For remote teams, some of the easiest methods are to simply schedule daily catch-ups, creating virtual water-cooler moments where colleagues can chat and see how everyone is doing. There is no overt use of a game mechanics here, but simply the behavioural psychology of facilitating and filling the need for a sense of belonging. Often it may just require managers permission or involvement to get people to interact casually online through a group chat.
If you wish to add more gaming to these, then utilising games that focus heavily on mechanics like team collaboration, mystery, surprise, curiosity and challenges are your best bet for short and sweet experiences. Using video conferencing software for things like a pub quiz, or Pictionary, Lip Dub, fun facts matching or any variation of what can commonly be considered to be a party game.
Many of these are designed to last 60 to 90 minutes at most. Which makes them perfect for quick sessions where colleagues can get together and have a bit of fun. But as I mentioned, for these to have any benefit what so ever, they need to be regular and consistent. They are high on fun and entertainment value but lack any depth in terms of social interactions beyond the moment in which they take place. Also, they have nothing to do with the work that the teams are doing, which on one side is good, as taking a break is healthy, but if your aim is to promote professional collaboration then you may need to consider something else.

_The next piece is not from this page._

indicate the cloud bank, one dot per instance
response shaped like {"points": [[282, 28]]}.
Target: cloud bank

The benefit of long-form experiences is that they can be designed to be self-directed and be highly customised to the team and individuals who participate in them.
One of the best long-form experiences, especially for remote workers is an online ARG or Alternate Reality Game. ARG’s are lengthy narrative-based experiences where players must work together to solve puzzles, questions and challenges that are spread across the internet, or intranet and which are relayed through trans-media features. And often ARG’s have a single final epic goal that needs to be achieved.
With ARG’s, often the players aren’t aware that they have entered a game, which makes this type of experience perfect for incorporating projects or other work-related things. Meaning team members could be doing their work and playing the game at the same time if it is well designed that is.
And this is the issue with ARG’s in this manner, they do require a large amount of work to achieve the right level of engagement from players. The experience can be tailored to a player’s skills, abilities and experience within the organisation. Though it must be said that ARG’s can be short as well, some can last for a few days to a week, or several weeks, or even months. Depending on what is needed.
ARG’s or variations of them, do offer greater depth than traditional teambuilding experiences, but they can be incredibly complex and difficult to develop if you want them to be good and enjoyable for your players. A danger is that if they are too engaging and not work-related, then there is a very real possibility that people will be playing the game more than doing their actual work. It may even eat into their leisure time if they become obsessed with solving the overall mystery goal.
One advantage is that there is a level of spontaneity that causes curiosity and facilitates a need for belonging and interaction. As the game isn’t obvious to start with, colleagues may stumble upon the opening puzzle and start discussing this in their spare time, sharing ideas and solutions at random points in the day, sparking conversations and more.
The third alternative to facilitating group interaction and collaboration is to use premade and pre-existing virtual spaces that are designed to engage and promote teamwork. Some are free and some are pay-to-play. In general, it should be easy enough to have everyone on a team create an account for a game they all know or want to learn. They can then come together at agreed times and take part in some kind of quest, mission or team objective.
Pick games that focus heavily on team cooperation. For example, any MMORPG like World of Warcraft for the more fantasy-oriented. Or an FPS like Overwatch for the sci-fi action-oriented. Or perhaps for those that wish to quietly build and farm together then games like Minecraft or ECO are good choices. Or if you want to go in-depth into narrative experience then there are even online alternatives for Dungeons & Dragons with Roll20.net and DnDBeyond.com.
All of these, and other games, can be a lot of fun, but much like with the short-form experiences, the issues that arise are that traditionally they would need to be played outside of working hours. You could set aside an hour or so during working hours for a team to play these to promote the team feeling. But some may take umbrage if they are required to play these outside of working hours when they want to relax.